Over the past several weeks, the Gazette has published my photos of substantial freshwater tidal marshes in our area, in Little Hunting Creek, Broad Creek, Piscataway Creek, in the Potomac River adjacent the mouth of Little Hunting Creek, and at Mason Neck. This week, I've provided a photo [below] of the most impressive substantial freshwater tidal marsh in our area, that of Mattawoman Creek. Mattawoman Creek is easily accessible from Sweden Point Marina. In fact, every one of the marshes depicted in my photos is easily accessible by canoe or kayak from a nearby marina or launch area. Mattawoman Creek boasts an incredibly beautiful waterway that undulates back and forth through freshwater tidal marshes for well over a mile, leading to a deep lagoon boasting a sandy beach.

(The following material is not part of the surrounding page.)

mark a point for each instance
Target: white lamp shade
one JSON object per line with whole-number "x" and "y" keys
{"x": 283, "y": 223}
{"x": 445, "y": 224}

So why does the Friends of Dyke Marsh continue to try to perpetuate the myth that Dyke Marsh is the "last enduring substantial freshwater tidal marsh" in our area? I surmise the reason is actually quite simple — Dyke Marsh is within a national park, so our tax money can be appropriated to "restore" it if the government can be convinced of its rarity.
Regardless of political persuasion, I don't know anyone I wouldn't consider to be an environmentalist. I also don't know anyone who would oppose, at minimum, preserving Dyke Marsh at its current size. At the same time, I don't know any responsible person who believes the citizenry should sign off on a plan of restoration of Dyke Marsh without first being apprised of the estimated costs. But that is exactly what the National Park Service is doing, by presenting three restoration options for our consideration without any cost analysis, and asking we taxpayers to cast our votes. That train left the station on June 20, 2012 with the end of the comment period and the NPS will eventually let us know which option will be pursued. When will we find out how much it will cost? Can we take another vote if the cost is prohibitive? Why has NPS placed the cart squarely before the horse?
Doesn't FODM understand, under the leadership of its president and chief lobbyist Glenda Booth, that when it continues to stubbornly try to perpetuate a falsehood, it ruins its credibility across the board? Like when its leaders continue to proclaim, as Ms. Booth and others did this week at the master planning hearing for Westgrove Park, that there is a wildlife corridor from Mount Vernon District Park to Dyke Marsh, despite the presence of (1) Fort Hunt Road, (2) a high chain link fence completely surrounding Westgrove Park, (3) the intervening land of River Towers, (4) The four-lane George Washington Parkway, and (5) its bike path. Wonders never cease.